The question is, what metric do we use to average the subfields. For example, on some metrics the Manhattan project might be a rather small jump in military-technology-averaged-over-subfields. But, its particular subfield had a rather outsized impact! In general, I think that “impactfulness” has a heavy-tailed distribution and therefore the “correct” averaging still leaves a fair amount of jumpiness.
Yeaaah, but like I said before, I am skeptical of giving so much weight to data from economics. Economics reflects a lot about people and about the world, but there are facts about physics/math it cannot possibly know about, so evidence from such facts cannot be meaningfully overturned with economic data.
Moreover, from certain angles singleton takeoff can look sort of like a “normal” type of economic story. In one case, person has an idea, does a lot of work, gets investments etc etc and after a decade there’s a trillion dollars. In the other case, person builds AI, the AI has some ideas, [stuff happens], after a decade nanobots kill everyone. As Daniel Kokotajlo argued, what’s actually important is when the point-of-no-return (PONR) is. And, the PONR might be substantially earlier than the analogue-of-trillion-dollars.
Would it? It’s clear that progress in AI would be faster, but why more continuous?

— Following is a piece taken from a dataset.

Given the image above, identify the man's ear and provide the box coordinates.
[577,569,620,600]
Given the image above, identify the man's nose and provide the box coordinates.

I think that the causation actually goes in the opposite direction. If a field has a lot of small potential improvements with substantial economic value, then a lot of people will work in the field because (i) you don’t need extremely intelligent people to make progress and (ii) it pays off. If a field has a small number of large improvements, then only a small number of people are able to contribute to it. So, a lot of people working on AI is evidence about the kind of progress happening today, but not strong evidence about the absence of significant kinks in the future.